Des éléments de l’armée patrouillent dans Antananarivo et ses environs. Une initiative de dissuasion et pour rassurer la population, selon les explications.

Dissuader et rassurer. Ce sont les mots d’ordre de la stratégie de sécurisation appliquée à Antananarivo. Une stratégie dans laquelle s’impliquent de manière active les trois corps au sein des Forces de défense et de sécurité (FDS). L’armée, notamment, sort des casernes et patrouille sur terrain.
Depuis quelques jours, en effet, des patrouilles d’élé­ments de l’armée sont obser­vées dans la capitale et ses environs. Un fait singulier qui a intrigué.
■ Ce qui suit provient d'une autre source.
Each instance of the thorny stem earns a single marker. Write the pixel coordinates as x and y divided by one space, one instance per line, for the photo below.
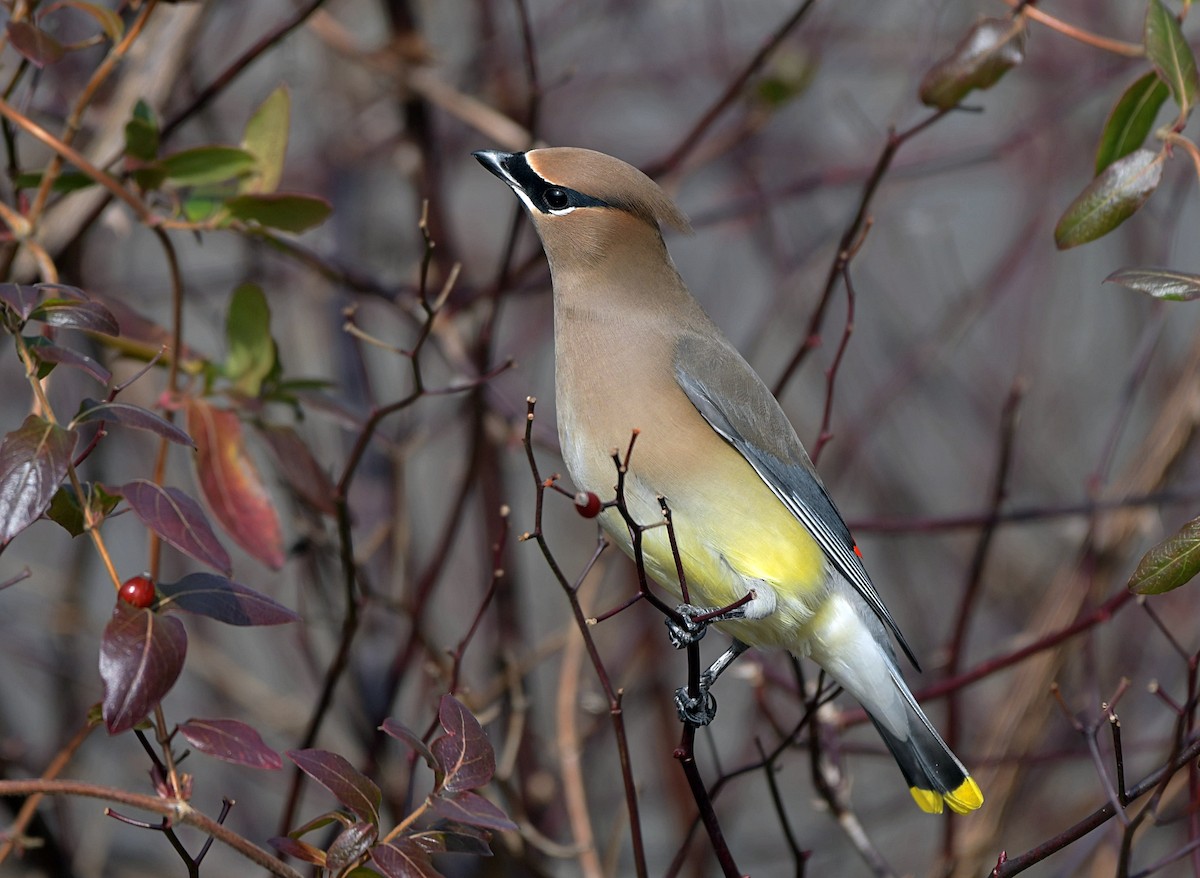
174 810
613 695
Selon les explications, il s’agit « de la mise en œuvre de la procédure d’alerte dans la ville d’Antananarivo et ses alentours (…) en vue de restaurer un climat de sécurité et mettre fin aux actes de banditisme ». Les régiments sis dans la capitale sont ainsi, affectés à des points considérés comme sensibles.
À partir de 17 heures donc, leurs hommes y effectuent des « patrouilles de proximité », et effectuent une présence dissuasive. « Ils peuvent participer à la poursuite de malfaiteurs en cas de flagrant délit et les remettre au poste de la gendarmerie le plus proche, ou prêter main forte à la gendarmerie ou la police lorsque cela s’avère nécessaire », explique le général Richard Rakotonirina, ministre de la Défense nationale.

Rétablir l’ordre
Ces patrouilles militaires ont, par ailleurs, également pour ordre « d’interpeller les militaires non règlementaires ainsi que les civils portant des uniformes appartenant aux forces de l’ordre ». Questionné sur cette descente sur terrain de l’armée, surtout dans la capitale, le ministre Rakotonirina explique qu’il s’agit d’une des innovations dans la stratégie qui consiste à remettre la main sur la situation sécuritaire.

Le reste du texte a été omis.